Sprint Played Softball for Too Long

  In observing the events leading up to Gary Forsee’s removal as Sprint CEO in October, and the company’s ensuing abandonment of their WiMax-service partnering with Clearwire, one thing becomes obvious.  Well, 3 things.  The first is so obvious I don’t even have to say it: Large mergers rarely work in tech (see HP-Compaq, Alcatel-Lucent, etc.), and equity is destroyed.  Sprint-Nextel is no exception.

The second is that post-merger decisions can’t be done by committee.  It can’t be done by canvassing employees to see what strategy they prefer, or where they want to work (Sprint’s operations are still split between Kansas City and the Washington DC area). 
The merger execution has to be a bit dictatorial.  The corporate office has to issue marching orders, and directors must execute.  (similar holds for corporate re-organizations)
Otherwise the mergers are even more vulnerable to losing market share than they already are.
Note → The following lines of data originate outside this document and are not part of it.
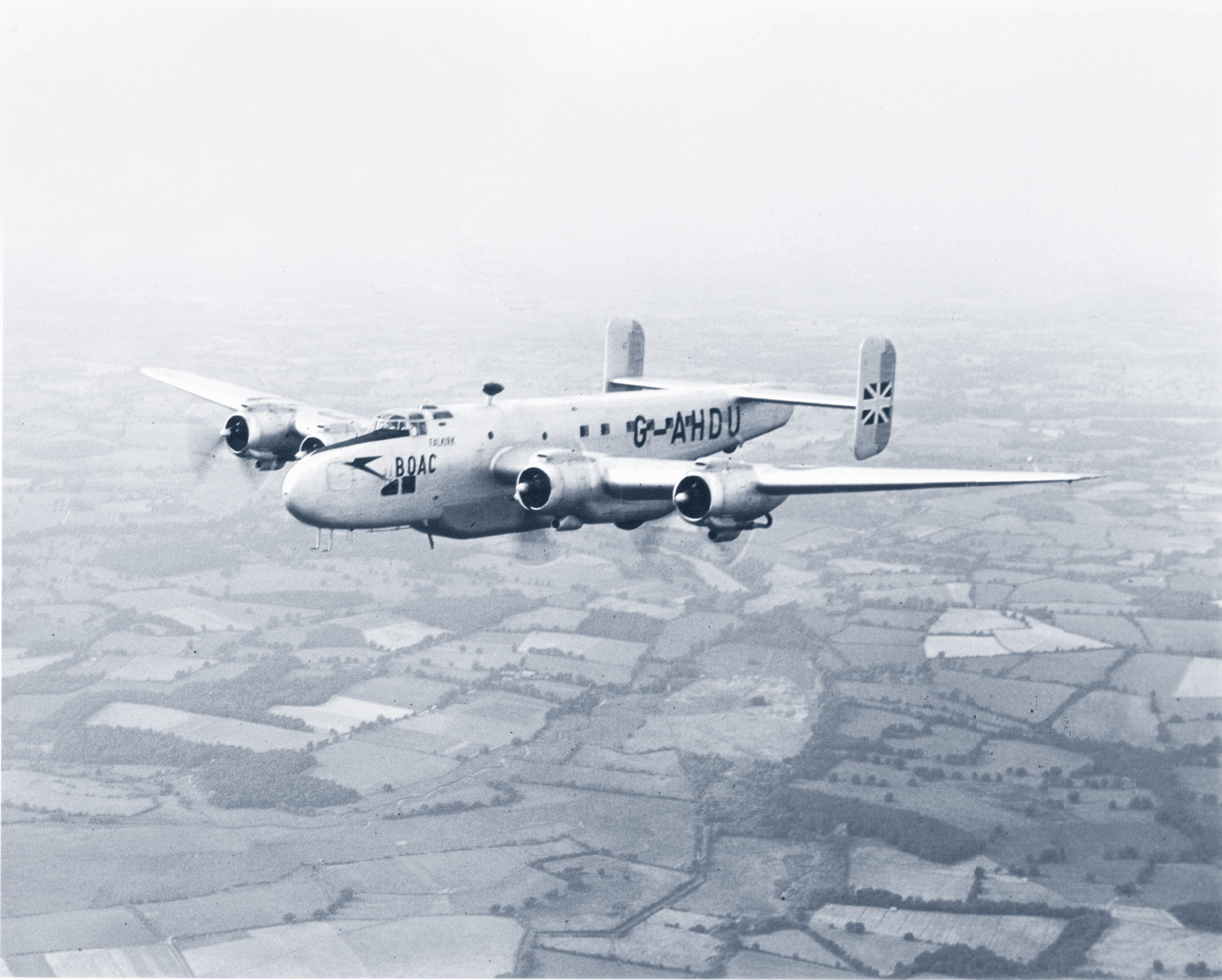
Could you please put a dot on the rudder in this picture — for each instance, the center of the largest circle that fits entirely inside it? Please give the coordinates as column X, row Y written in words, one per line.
column 625, row 354
column 875, row 397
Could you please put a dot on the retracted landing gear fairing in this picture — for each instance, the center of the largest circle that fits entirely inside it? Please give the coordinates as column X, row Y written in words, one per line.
column 636, row 452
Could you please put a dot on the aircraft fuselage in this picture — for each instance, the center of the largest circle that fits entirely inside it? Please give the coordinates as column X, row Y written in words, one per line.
column 456, row 478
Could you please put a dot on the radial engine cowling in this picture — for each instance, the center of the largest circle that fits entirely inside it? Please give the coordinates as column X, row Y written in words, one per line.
column 727, row 501
column 262, row 436
column 558, row 489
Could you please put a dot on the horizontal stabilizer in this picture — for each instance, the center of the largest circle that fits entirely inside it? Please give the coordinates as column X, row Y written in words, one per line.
column 785, row 480
column 746, row 393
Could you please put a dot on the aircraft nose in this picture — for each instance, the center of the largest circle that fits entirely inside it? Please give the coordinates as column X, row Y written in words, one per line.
column 304, row 491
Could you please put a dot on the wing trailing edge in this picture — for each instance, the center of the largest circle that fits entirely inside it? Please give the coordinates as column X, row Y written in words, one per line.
column 786, row 480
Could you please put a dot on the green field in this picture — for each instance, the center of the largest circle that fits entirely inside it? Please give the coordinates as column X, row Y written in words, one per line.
column 1079, row 667
column 1109, row 717
column 367, row 767
column 1129, row 948
column 879, row 867
column 73, row 794
column 1013, row 937
column 427, row 946
column 1184, row 636
column 204, row 729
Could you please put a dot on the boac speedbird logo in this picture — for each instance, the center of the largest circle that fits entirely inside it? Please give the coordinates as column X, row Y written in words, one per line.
column 876, row 404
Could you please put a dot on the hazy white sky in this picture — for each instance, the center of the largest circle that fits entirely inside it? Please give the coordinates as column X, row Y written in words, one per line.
column 157, row 147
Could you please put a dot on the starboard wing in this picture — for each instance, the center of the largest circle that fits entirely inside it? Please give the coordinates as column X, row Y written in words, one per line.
column 785, row 480
column 655, row 480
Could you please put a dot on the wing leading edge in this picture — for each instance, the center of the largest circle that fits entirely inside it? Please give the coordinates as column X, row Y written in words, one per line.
column 655, row 480
column 785, row 480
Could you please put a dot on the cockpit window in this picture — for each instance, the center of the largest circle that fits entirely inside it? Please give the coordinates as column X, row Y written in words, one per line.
column 390, row 421
column 411, row 424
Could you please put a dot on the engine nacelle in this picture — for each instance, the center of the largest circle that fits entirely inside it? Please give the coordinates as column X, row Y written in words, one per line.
column 262, row 434
column 558, row 489
column 724, row 500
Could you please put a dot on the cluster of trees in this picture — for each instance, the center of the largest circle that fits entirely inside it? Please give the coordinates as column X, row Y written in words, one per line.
column 883, row 898
column 961, row 961
column 804, row 813
column 504, row 797
column 234, row 776
column 271, row 780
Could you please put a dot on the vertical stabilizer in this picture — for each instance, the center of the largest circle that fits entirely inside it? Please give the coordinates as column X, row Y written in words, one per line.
column 875, row 397
column 625, row 354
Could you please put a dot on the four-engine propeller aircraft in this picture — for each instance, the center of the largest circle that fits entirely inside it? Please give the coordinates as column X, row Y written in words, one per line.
column 642, row 449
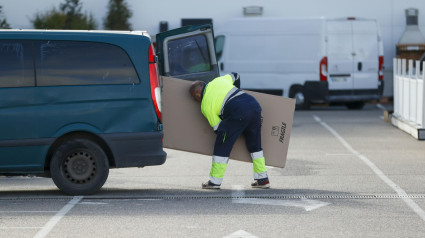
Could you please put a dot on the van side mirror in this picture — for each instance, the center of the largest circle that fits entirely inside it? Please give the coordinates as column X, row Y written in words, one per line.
column 219, row 45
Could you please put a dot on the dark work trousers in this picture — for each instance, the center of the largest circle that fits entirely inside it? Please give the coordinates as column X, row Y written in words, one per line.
column 241, row 115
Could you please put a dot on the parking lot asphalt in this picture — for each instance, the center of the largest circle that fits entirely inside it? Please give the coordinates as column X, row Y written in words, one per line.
column 348, row 174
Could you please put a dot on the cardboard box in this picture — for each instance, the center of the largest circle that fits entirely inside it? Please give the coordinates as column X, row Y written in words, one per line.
column 186, row 129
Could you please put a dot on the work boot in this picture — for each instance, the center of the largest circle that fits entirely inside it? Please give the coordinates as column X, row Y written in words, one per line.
column 209, row 185
column 261, row 183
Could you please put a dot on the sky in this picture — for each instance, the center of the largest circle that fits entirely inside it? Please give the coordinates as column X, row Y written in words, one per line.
column 18, row 13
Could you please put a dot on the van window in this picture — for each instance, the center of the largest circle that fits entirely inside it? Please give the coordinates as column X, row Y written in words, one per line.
column 189, row 55
column 16, row 65
column 82, row 63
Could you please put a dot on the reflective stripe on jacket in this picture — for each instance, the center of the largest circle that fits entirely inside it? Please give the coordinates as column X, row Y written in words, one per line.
column 215, row 96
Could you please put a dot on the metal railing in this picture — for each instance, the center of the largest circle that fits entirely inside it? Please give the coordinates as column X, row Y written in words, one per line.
column 409, row 88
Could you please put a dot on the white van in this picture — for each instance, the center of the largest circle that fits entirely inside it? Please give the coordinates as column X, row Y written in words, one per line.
column 314, row 60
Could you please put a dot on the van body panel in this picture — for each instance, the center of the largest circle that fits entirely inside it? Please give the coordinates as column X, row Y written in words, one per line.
column 122, row 114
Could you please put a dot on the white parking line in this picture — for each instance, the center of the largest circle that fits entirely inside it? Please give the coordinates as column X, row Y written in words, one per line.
column 17, row 228
column 55, row 219
column 27, row 211
column 380, row 106
column 418, row 210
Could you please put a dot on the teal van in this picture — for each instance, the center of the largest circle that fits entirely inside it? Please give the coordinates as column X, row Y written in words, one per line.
column 74, row 104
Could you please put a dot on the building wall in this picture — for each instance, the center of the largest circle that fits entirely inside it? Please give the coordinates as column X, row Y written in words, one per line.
column 389, row 13
column 148, row 14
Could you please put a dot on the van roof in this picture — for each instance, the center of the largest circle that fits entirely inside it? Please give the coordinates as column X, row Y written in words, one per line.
column 144, row 33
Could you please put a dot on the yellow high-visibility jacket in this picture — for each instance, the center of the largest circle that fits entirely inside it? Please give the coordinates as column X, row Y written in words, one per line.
column 215, row 95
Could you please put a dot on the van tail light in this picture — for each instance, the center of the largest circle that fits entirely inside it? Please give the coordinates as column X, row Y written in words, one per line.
column 381, row 68
column 155, row 83
column 324, row 69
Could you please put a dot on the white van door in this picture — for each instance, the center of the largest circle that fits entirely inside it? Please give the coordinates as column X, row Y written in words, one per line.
column 353, row 54
column 339, row 45
column 366, row 55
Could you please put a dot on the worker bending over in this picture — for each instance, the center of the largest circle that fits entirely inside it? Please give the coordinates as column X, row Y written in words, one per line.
column 231, row 112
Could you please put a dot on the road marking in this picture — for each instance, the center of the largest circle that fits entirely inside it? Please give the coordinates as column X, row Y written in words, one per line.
column 93, row 203
column 240, row 234
column 27, row 211
column 238, row 196
column 380, row 106
column 55, row 219
column 403, row 195
column 17, row 227
column 237, row 191
column 307, row 204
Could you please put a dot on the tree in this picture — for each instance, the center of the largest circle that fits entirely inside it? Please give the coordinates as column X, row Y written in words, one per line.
column 118, row 15
column 69, row 16
column 3, row 22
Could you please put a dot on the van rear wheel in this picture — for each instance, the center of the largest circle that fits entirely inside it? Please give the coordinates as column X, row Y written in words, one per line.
column 301, row 101
column 355, row 105
column 79, row 167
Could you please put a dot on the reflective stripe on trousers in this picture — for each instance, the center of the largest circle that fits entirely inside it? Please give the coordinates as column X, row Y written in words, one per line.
column 218, row 168
column 219, row 165
column 259, row 165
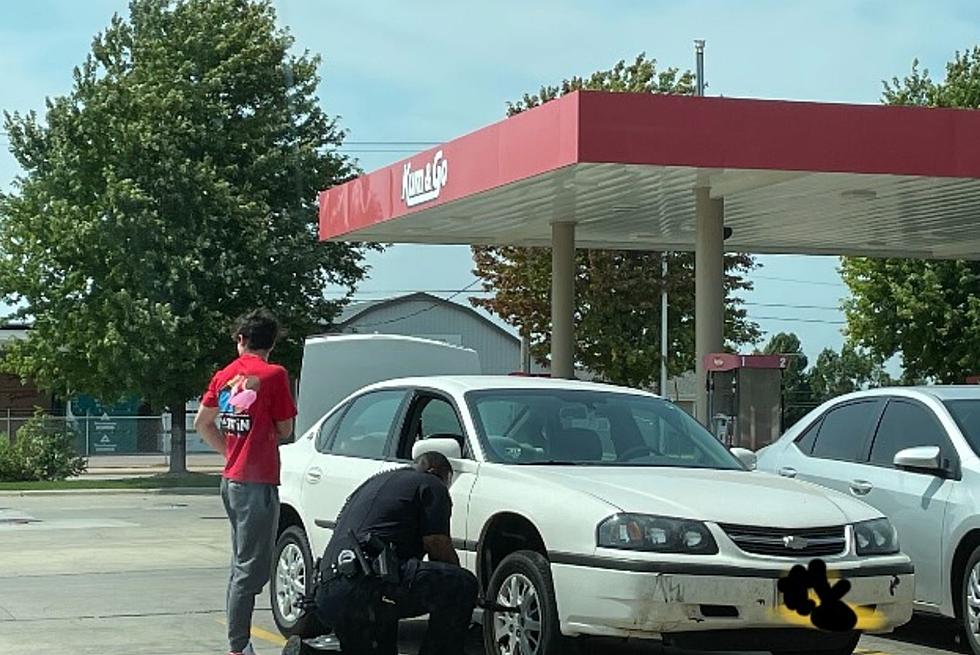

The third thing is tied to the second: A firm implementation plan for what to do with the network assets, handset product lines, services offering, billing, and customer service has to be completed within the first 3 months.  Sure, there must be plenty of fact-finding and weighing of options during this time, but then the orders have to come.  The following 12-18 months need to be about executing the plan.

Despite the problems with Sprint’s difficult merger, I look forward to seeing them leverage their assets and ultimately offering an irresistible proposition to the marketplace.

Until Sprint can become competitive, there’s clearly less incentive for “the other guys” to do some innovating and to offer consumers a better deal.